The trends so far, Ray said, are in line with observations from South Africa, where the demand for oxygen has been lower during the omicron-driven surge compared with any of the earlier three waves. The third of these waves was caused by the delta variant, which also fuelled India’s second wave in April-May last year.

Some doctors have cautioned that their observations cover only the period of about one to two weeks since the three cities began to experience sharp spikes in daily infections. They have said it is too early to predict the impact on oxygen and ventilator demand if new cases continue to rise for several weeks.

“It might be best to wait until the third week after the start of the surge to assess the impact on critical resources such as oxygen or ventilators,” said Rahul Pandit, a critical care specialist at Fortis Hospital, Mumbai, and member of Maharashtra’s Covid-19 task force.

Doctors say that some patients with co-morbidities, or underlying health disorders, have sought admission for fear of developing severe disease.

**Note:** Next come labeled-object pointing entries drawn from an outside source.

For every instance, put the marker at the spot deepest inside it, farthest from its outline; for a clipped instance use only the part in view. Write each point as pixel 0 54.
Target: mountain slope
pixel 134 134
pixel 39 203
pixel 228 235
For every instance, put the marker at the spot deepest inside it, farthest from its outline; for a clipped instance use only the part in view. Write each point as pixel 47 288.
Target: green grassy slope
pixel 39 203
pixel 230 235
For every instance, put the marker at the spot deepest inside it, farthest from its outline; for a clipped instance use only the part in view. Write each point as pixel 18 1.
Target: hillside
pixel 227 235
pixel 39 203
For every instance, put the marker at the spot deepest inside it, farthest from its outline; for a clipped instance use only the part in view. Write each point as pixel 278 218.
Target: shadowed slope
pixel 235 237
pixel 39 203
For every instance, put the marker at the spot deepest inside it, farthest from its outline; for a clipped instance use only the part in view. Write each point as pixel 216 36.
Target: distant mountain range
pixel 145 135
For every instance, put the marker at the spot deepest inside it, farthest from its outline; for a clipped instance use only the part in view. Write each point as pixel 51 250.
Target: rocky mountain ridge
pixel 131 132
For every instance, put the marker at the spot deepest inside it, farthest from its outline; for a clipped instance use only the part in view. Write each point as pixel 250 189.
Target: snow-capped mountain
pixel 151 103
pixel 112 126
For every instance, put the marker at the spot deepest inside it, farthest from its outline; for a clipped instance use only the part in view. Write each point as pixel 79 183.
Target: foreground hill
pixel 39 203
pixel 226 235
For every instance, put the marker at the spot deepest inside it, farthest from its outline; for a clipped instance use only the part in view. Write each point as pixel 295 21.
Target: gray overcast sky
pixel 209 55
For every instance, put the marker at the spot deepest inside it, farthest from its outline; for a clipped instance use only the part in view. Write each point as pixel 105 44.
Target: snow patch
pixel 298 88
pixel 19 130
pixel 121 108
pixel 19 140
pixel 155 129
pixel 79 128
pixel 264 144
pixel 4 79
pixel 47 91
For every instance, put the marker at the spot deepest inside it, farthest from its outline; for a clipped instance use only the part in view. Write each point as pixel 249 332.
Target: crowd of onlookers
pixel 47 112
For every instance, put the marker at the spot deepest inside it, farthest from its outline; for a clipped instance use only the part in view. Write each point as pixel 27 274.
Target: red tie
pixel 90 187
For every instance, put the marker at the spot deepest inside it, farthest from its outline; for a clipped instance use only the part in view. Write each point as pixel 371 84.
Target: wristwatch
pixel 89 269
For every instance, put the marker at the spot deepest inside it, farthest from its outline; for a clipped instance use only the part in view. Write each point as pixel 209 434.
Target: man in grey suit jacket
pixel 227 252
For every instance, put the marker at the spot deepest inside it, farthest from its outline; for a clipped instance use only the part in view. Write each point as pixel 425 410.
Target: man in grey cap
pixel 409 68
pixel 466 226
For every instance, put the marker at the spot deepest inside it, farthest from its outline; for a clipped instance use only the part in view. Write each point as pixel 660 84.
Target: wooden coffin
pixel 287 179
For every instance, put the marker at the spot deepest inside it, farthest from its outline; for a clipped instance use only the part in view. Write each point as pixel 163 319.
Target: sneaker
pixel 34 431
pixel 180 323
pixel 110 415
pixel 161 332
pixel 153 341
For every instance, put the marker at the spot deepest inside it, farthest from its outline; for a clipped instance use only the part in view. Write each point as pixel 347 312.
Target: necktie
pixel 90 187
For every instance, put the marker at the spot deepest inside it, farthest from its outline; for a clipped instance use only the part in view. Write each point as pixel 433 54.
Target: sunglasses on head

“Almost all patients in intensive care are there because of co-morbidities,” said Yogiraj Ray, associate professor of infectious diseases at the Institute of Postgraduate Medical Education and Research, Calcutta.

In cities with large epidemics and widespread infection prevalence, he said, some of the hospitalised patients got incidentally diagnosed with Covid-19 before admission for other health disorders.

Calcutta’s test positivity rate — the proportion positive among those tested — over the past week has been 57 per cent, according to data from the Union health ministry on Sunday.